Pensando, quanto tempo precisaria V., para ir à Lua?
– Uma fração de segundo.
– Será o tempo para alcançá-‐la. [32]
– Lembre-‐se, doutor, que a distância que nos separa dela equivale a trinta viagens,
ida e volta, de New York a Berlim! – ponderou Bill.
– Não me esqueci, e para seu governo acrescento: a distância poderia conter, lado a
lado, como contas de um colar, trinta esferas do tamanho da Terra.
– Subiremos a tão grande altura? – interrogou Diana, visivelmente assombrada.

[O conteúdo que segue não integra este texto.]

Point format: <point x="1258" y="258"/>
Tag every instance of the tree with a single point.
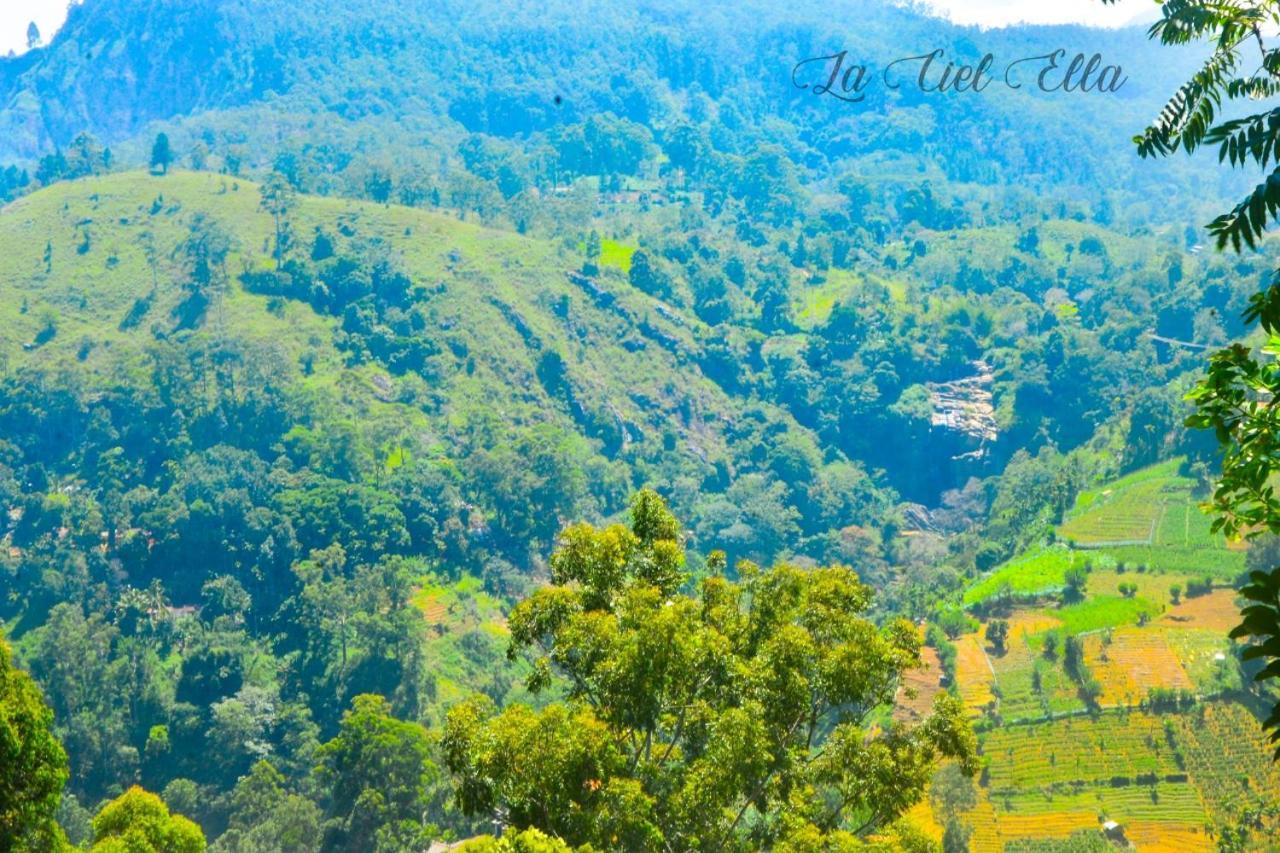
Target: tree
<point x="161" y="154"/>
<point x="1238" y="396"/>
<point x="140" y="822"/>
<point x="376" y="772"/>
<point x="997" y="634"/>
<point x="736" y="717"/>
<point x="266" y="817"/>
<point x="278" y="199"/>
<point x="32" y="762"/>
<point x="1075" y="580"/>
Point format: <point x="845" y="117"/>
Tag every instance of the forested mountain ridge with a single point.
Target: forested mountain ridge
<point x="430" y="73"/>
<point x="343" y="437"/>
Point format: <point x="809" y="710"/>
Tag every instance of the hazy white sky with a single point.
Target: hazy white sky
<point x="16" y="14"/>
<point x="49" y="14"/>
<point x="993" y="13"/>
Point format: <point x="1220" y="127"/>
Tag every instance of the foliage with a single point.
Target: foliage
<point x="140" y="821"/>
<point x="698" y="719"/>
<point x="1238" y="396"/>
<point x="32" y="762"/>
<point x="378" y="775"/>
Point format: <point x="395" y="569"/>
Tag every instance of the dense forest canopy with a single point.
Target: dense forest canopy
<point x="357" y="360"/>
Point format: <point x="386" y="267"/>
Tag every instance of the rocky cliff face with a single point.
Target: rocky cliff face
<point x="963" y="425"/>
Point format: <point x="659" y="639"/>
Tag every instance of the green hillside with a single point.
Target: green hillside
<point x="496" y="302"/>
<point x="1116" y="694"/>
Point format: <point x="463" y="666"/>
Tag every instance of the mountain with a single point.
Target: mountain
<point x="348" y="351"/>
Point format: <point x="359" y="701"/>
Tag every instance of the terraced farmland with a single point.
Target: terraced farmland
<point x="1129" y="661"/>
<point x="1077" y="751"/>
<point x="1129" y="511"/>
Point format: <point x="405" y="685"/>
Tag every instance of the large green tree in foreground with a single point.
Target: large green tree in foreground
<point x="32" y="762"/>
<point x="1239" y="398"/>
<point x="750" y="714"/>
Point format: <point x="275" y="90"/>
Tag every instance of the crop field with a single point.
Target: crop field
<point x="919" y="687"/>
<point x="615" y="254"/>
<point x="453" y="611"/>
<point x="1104" y="611"/>
<point x="1221" y="564"/>
<point x="1184" y="524"/>
<point x="1077" y="751"/>
<point x="973" y="673"/>
<point x="1133" y="660"/>
<point x="1036" y="573"/>
<point x="1128" y="510"/>
<point x="1150" y="584"/>
<point x="1217" y="611"/>
<point x="1228" y="760"/>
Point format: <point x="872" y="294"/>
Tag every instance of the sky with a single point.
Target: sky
<point x="996" y="13"/>
<point x="49" y="14"/>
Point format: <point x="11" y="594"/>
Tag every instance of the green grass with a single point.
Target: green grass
<point x="1077" y="751"/>
<point x="1032" y="574"/>
<point x="1129" y="509"/>
<point x="481" y="284"/>
<point x="1104" y="611"/>
<point x="615" y="254"/>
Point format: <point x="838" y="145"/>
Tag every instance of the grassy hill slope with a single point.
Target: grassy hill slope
<point x="1146" y="721"/>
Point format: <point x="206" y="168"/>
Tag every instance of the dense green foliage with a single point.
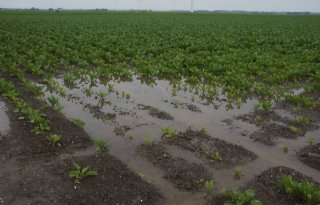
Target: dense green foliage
<point x="242" y="54"/>
<point x="305" y="191"/>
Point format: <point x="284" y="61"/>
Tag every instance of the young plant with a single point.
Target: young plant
<point x="101" y="145"/>
<point x="204" y="130"/>
<point x="217" y="156"/>
<point x="303" y="120"/>
<point x="293" y="129"/>
<point x="311" y="140"/>
<point x="305" y="191"/>
<point x="54" y="139"/>
<point x="54" y="102"/>
<point x="80" y="173"/>
<point x="237" y="173"/>
<point x="236" y="197"/>
<point x="79" y="123"/>
<point x="101" y="95"/>
<point x="167" y="132"/>
<point x="209" y="186"/>
<point x="148" y="141"/>
<point x="285" y="148"/>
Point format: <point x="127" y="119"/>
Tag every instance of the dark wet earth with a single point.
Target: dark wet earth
<point x="211" y="140"/>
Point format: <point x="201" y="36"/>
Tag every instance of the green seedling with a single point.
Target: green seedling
<point x="128" y="96"/>
<point x="204" y="130"/>
<point x="217" y="156"/>
<point x="305" y="191"/>
<point x="236" y="197"/>
<point x="167" y="132"/>
<point x="193" y="98"/>
<point x="209" y="186"/>
<point x="311" y="140"/>
<point x="54" y="139"/>
<point x="293" y="129"/>
<point x="88" y="91"/>
<point x="54" y="102"/>
<point x="102" y="145"/>
<point x="80" y="173"/>
<point x="148" y="141"/>
<point x="302" y="120"/>
<point x="237" y="173"/>
<point x="79" y="123"/>
<point x="101" y="95"/>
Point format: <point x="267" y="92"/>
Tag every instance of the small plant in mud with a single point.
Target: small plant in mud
<point x="102" y="145"/>
<point x="54" y="102"/>
<point x="293" y="129"/>
<point x="167" y="132"/>
<point x="148" y="141"/>
<point x="69" y="80"/>
<point x="209" y="185"/>
<point x="305" y="191"/>
<point x="265" y="106"/>
<point x="128" y="96"/>
<point x="54" y="139"/>
<point x="176" y="103"/>
<point x="302" y="120"/>
<point x="217" y="156"/>
<point x="236" y="197"/>
<point x="88" y="91"/>
<point x="80" y="173"/>
<point x="311" y="140"/>
<point x="79" y="123"/>
<point x="204" y="130"/>
<point x="193" y="98"/>
<point x="101" y="95"/>
<point x="237" y="173"/>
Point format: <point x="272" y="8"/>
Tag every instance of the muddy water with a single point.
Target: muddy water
<point x="124" y="100"/>
<point x="4" y="120"/>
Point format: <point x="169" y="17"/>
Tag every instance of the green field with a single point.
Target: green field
<point x="118" y="71"/>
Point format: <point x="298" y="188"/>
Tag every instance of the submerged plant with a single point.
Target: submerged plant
<point x="55" y="103"/>
<point x="209" y="185"/>
<point x="80" y="173"/>
<point x="101" y="145"/>
<point x="285" y="148"/>
<point x="217" y="156"/>
<point x="236" y="197"/>
<point x="293" y="129"/>
<point x="148" y="141"/>
<point x="237" y="173"/>
<point x="311" y="140"/>
<point x="79" y="123"/>
<point x="54" y="139"/>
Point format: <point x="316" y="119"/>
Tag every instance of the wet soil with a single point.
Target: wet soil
<point x="206" y="147"/>
<point x="32" y="171"/>
<point x="313" y="113"/>
<point x="273" y="126"/>
<point x="184" y="175"/>
<point x="266" y="187"/>
<point x="154" y="112"/>
<point x="310" y="155"/>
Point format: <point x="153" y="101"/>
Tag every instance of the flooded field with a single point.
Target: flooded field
<point x="126" y="123"/>
<point x="159" y="109"/>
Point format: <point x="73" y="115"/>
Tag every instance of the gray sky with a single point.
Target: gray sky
<point x="252" y="5"/>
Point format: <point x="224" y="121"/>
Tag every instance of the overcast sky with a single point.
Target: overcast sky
<point x="249" y="5"/>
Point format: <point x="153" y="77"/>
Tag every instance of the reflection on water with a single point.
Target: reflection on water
<point x="114" y="107"/>
<point x="4" y="120"/>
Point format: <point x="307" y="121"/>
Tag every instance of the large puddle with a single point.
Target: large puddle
<point x="123" y="119"/>
<point x="4" y="120"/>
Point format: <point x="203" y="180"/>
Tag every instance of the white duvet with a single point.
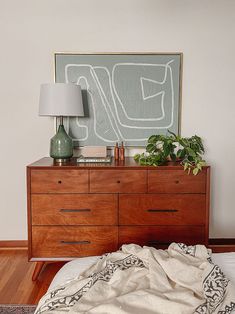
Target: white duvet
<point x="179" y="280"/>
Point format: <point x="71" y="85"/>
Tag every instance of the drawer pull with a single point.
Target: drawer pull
<point x="152" y="210"/>
<point x="75" y="242"/>
<point x="65" y="210"/>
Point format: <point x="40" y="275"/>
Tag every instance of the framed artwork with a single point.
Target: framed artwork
<point x="126" y="96"/>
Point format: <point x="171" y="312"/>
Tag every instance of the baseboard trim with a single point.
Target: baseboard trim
<point x="23" y="244"/>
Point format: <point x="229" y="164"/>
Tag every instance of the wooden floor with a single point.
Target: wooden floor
<point x="16" y="285"/>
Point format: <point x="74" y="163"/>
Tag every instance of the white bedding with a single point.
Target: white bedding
<point x="73" y="269"/>
<point x="179" y="280"/>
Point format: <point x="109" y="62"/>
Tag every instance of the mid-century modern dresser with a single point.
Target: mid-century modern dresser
<point x="89" y="209"/>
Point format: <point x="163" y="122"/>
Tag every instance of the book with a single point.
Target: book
<point x="82" y="159"/>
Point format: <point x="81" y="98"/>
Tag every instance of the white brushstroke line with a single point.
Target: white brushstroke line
<point x="142" y="88"/>
<point x="115" y="107"/>
<point x="88" y="65"/>
<point x="128" y="126"/>
<point x="92" y="98"/>
<point x="104" y="98"/>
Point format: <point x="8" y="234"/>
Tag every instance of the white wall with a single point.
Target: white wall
<point x="32" y="30"/>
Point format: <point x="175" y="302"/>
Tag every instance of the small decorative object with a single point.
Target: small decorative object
<point x="162" y="149"/>
<point x="82" y="159"/>
<point x="61" y="100"/>
<point x="94" y="151"/>
<point x="122" y="152"/>
<point x="116" y="152"/>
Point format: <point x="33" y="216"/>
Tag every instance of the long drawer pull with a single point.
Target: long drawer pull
<point x="75" y="242"/>
<point x="152" y="210"/>
<point x="65" y="210"/>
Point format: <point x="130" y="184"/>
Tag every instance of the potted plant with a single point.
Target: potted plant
<point x="161" y="149"/>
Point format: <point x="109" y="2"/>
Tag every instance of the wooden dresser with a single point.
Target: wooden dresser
<point x="89" y="209"/>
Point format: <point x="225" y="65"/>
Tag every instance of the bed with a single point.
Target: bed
<point x="135" y="279"/>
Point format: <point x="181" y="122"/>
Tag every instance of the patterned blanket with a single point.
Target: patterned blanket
<point x="179" y="280"/>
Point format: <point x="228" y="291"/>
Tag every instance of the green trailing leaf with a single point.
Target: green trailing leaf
<point x="162" y="148"/>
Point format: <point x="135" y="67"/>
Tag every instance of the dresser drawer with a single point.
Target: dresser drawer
<point x="74" y="209"/>
<point x="159" y="236"/>
<point x="59" y="181"/>
<point x="59" y="242"/>
<point x="162" y="209"/>
<point x="118" y="181"/>
<point x="176" y="181"/>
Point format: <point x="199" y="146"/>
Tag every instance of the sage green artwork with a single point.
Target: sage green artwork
<point x="126" y="97"/>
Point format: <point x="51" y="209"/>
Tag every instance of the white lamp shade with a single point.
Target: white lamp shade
<point x="60" y="99"/>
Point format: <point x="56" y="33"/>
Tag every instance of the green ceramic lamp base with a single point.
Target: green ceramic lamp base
<point x="61" y="148"/>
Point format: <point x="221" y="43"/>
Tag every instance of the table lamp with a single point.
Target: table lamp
<point x="61" y="100"/>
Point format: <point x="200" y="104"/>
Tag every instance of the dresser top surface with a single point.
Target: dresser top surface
<point x="129" y="162"/>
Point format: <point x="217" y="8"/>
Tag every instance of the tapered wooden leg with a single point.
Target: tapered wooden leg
<point x="37" y="270"/>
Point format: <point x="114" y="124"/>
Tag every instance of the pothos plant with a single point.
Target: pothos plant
<point x="163" y="148"/>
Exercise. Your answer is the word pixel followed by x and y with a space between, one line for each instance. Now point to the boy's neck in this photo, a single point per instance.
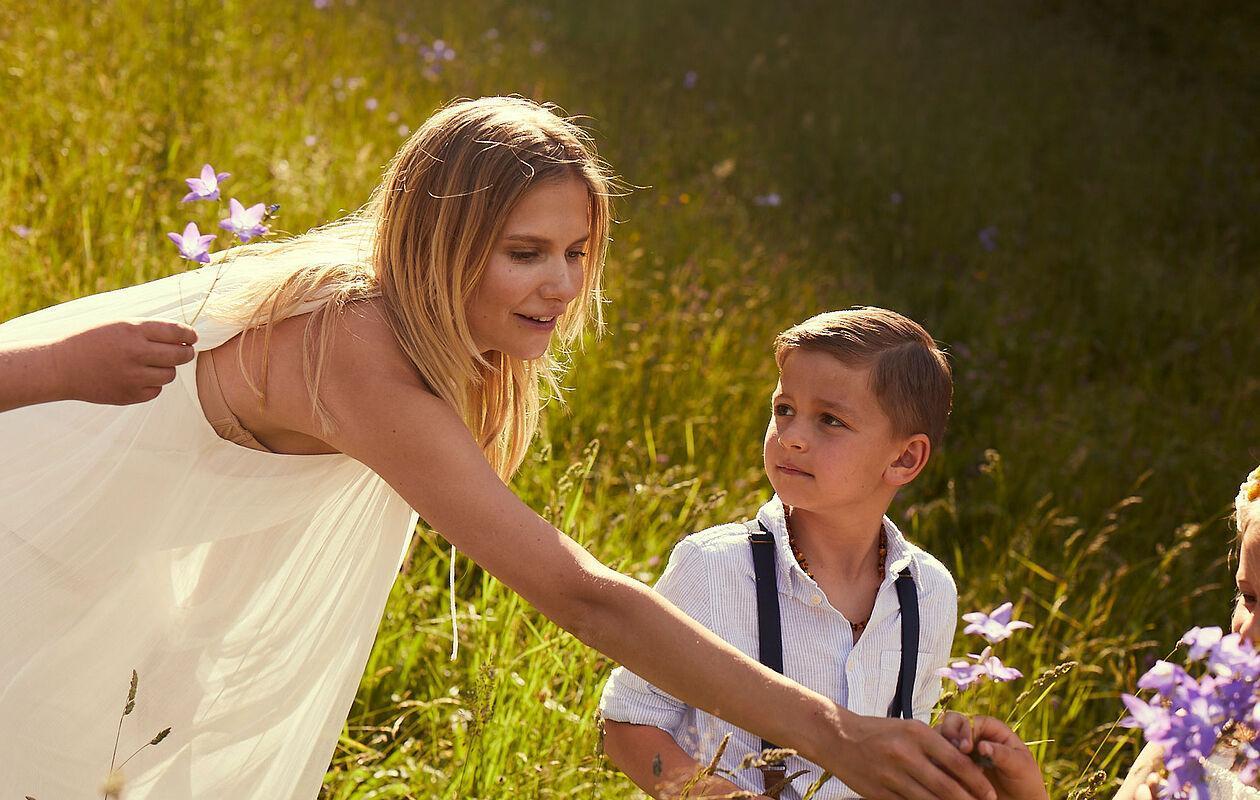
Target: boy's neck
pixel 843 544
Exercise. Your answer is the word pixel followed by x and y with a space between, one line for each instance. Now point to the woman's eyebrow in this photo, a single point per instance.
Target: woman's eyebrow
pixel 532 238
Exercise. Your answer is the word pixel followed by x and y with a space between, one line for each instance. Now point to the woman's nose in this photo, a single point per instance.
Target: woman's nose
pixel 1249 629
pixel 565 281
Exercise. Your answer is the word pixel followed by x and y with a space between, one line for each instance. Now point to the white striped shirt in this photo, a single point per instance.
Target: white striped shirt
pixel 710 576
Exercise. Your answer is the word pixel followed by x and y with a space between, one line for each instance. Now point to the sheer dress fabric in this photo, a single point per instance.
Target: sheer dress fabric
pixel 1222 782
pixel 243 586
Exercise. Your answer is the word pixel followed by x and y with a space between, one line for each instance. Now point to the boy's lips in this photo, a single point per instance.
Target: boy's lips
pixel 793 470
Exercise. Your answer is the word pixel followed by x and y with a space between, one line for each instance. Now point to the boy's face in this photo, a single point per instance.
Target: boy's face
pixel 829 442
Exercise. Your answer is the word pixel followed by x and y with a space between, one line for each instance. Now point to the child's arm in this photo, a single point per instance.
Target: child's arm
pixel 115 363
pixel 654 761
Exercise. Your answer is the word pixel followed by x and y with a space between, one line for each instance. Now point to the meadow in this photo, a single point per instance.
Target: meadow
pixel 1064 194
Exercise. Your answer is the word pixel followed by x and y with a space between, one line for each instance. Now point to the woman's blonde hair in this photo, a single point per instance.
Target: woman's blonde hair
pixel 422 243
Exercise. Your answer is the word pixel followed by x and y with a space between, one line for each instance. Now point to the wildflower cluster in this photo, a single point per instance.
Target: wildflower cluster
pixel 1190 717
pixel 993 628
pixel 243 222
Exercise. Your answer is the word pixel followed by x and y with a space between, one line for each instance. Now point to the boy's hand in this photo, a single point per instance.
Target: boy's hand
pixel 906 760
pixel 121 363
pixel 1014 772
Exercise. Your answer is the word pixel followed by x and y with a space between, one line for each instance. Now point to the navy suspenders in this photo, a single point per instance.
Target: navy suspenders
pixel 770 649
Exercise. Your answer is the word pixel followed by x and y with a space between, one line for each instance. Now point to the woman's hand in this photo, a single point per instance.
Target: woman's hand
pixel 1014 772
pixel 115 363
pixel 122 363
pixel 1143 779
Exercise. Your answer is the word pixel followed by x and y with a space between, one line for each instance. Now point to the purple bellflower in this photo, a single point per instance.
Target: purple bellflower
pixel 245 222
pixel 193 245
pixel 994 626
pixel 207 187
pixel 962 673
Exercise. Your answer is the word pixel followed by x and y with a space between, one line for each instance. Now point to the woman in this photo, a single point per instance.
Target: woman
pixel 398 368
pixel 1221 769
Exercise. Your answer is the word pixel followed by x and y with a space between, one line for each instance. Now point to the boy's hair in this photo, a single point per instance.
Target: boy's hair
pixel 910 376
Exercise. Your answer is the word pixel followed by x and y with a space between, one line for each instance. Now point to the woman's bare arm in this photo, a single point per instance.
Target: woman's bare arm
pixel 389 422
pixel 115 363
pixel 654 761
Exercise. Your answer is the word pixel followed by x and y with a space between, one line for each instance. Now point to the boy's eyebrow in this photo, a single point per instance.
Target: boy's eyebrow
pixel 836 406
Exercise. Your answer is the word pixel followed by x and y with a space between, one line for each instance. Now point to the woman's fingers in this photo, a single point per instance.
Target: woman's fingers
pixel 156 376
pixel 168 354
pixel 168 333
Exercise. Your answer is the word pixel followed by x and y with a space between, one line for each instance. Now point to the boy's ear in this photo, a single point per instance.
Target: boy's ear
pixel 911 461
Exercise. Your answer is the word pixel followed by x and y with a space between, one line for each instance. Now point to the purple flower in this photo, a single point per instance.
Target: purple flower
pixel 207 187
pixel 1152 718
pixel 245 222
pixel 994 626
pixel 437 52
pixel 1164 678
pixel 994 668
pixel 988 238
pixel 962 673
pixel 1201 640
pixel 193 245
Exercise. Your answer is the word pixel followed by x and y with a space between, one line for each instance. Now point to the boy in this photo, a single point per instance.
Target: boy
pixel 114 363
pixel 862 400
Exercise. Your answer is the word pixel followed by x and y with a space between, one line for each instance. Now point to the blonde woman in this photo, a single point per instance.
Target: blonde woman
pixel 1221 767
pixel 234 541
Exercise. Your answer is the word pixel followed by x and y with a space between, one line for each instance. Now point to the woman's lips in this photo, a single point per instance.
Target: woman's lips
pixel 537 324
pixel 793 470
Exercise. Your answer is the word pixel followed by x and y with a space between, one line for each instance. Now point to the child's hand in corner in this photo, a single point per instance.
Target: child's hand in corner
pixel 124 362
pixel 1014 772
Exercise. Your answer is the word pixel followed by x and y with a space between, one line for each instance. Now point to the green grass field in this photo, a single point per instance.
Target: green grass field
pixel 1065 194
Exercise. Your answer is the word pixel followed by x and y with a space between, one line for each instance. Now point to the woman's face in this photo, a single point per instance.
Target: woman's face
pixel 534 271
pixel 1245 619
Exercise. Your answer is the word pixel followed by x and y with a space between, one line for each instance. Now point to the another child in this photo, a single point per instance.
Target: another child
pixel 116 363
pixel 863 397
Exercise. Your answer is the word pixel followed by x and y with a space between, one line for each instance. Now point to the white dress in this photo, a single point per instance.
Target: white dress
pixel 1224 784
pixel 245 587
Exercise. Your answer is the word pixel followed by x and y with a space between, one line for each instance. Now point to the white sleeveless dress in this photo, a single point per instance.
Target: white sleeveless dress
pixel 1224 784
pixel 245 587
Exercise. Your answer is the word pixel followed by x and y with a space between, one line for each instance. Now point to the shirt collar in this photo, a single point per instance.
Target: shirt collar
pixel 773 517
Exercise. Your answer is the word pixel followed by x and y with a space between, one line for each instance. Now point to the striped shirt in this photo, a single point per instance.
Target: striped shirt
pixel 710 576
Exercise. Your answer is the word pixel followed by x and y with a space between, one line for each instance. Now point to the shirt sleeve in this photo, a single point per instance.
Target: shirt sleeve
pixel 941 617
pixel 628 697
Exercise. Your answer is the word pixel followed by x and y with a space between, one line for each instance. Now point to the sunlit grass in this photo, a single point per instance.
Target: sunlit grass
pixel 1065 202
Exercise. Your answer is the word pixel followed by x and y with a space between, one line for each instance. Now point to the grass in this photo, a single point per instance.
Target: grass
pixel 1103 342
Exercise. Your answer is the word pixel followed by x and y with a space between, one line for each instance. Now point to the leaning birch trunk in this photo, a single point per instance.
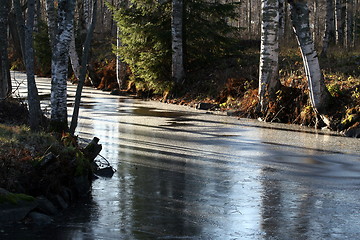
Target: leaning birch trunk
pixel 84 60
pixel 74 58
pixel 339 22
pixel 282 18
pixel 33 96
pixel 5 87
pixel 178 73
pixel 59 66
pixel 319 94
pixel 348 23
pixel 20 24
pixel 52 28
pixel 329 27
pixel 118 59
pixel 269 53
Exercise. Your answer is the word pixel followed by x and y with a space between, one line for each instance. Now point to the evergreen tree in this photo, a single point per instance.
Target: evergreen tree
pixel 145 33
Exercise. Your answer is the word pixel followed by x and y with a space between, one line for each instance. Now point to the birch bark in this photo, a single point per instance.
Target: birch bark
pixel 319 94
pixel 33 96
pixel 5 81
pixel 269 53
pixel 178 73
pixel 74 58
pixel 59 65
pixel 84 60
pixel 329 27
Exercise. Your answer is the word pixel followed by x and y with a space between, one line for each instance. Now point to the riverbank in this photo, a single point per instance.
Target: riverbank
pixel 41 173
pixel 231 86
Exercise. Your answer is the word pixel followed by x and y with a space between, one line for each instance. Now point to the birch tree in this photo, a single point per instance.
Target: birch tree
pixel 74 57
pixel 5 81
pixel 329 27
pixel 339 21
pixel 319 94
pixel 59 64
pixel 178 72
pixel 269 53
pixel 33 96
pixel 84 60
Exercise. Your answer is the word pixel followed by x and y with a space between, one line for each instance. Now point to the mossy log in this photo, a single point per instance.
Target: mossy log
pixel 92 149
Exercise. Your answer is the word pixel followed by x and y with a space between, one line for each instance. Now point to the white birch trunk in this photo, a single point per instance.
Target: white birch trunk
pixel 178 73
pixel 348 23
pixel 269 53
pixel 52 28
pixel 118 59
pixel 319 94
pixel 339 21
pixel 33 96
pixel 74 58
pixel 282 18
pixel 329 27
pixel 5 88
pixel 84 61
pixel 59 65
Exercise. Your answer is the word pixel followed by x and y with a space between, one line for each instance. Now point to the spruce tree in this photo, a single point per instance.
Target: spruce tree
pixel 145 33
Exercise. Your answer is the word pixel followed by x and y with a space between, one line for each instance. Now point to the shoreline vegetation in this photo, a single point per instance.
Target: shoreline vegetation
pixel 41 173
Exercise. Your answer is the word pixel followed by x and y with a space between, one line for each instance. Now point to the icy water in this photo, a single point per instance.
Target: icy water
pixel 187 174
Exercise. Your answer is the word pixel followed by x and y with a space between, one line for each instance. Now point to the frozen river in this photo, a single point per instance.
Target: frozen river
pixel 186 174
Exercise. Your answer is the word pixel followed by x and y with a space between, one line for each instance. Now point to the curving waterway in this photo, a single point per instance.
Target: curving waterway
pixel 186 174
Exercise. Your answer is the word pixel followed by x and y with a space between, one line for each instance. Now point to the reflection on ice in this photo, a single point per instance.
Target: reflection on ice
pixel 183 174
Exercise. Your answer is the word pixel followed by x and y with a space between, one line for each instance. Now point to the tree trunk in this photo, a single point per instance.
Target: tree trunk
pixel 84 60
pixel 329 27
pixel 5 87
pixel 319 94
pixel 59 65
pixel 118 60
pixel 74 58
pixel 51 17
pixel 269 54
pixel 349 23
pixel 20 24
pixel 282 18
pixel 339 21
pixel 178 73
pixel 33 96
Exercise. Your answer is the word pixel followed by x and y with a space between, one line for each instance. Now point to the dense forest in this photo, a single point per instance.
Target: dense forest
pixel 276 60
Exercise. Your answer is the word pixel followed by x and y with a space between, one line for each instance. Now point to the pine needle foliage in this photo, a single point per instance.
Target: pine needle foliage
pixel 145 34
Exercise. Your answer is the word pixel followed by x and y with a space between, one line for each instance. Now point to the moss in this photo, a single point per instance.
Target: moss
pixel 15 198
pixel 82 164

– Não, querida. No grande espaço universal não existe em baixo nem em cima. São
concepções adstritas apenas ao nosso meio. A distância da Terra ao seu satélite varia de
363,310 a 405,530 quilômetros.
Bill e Diana entreolharam-‐se estarrecidos. O Dr. Nherú prosseguiu:
– Faço tais citações a título de curiosidade, porque representam cifras e nada mais.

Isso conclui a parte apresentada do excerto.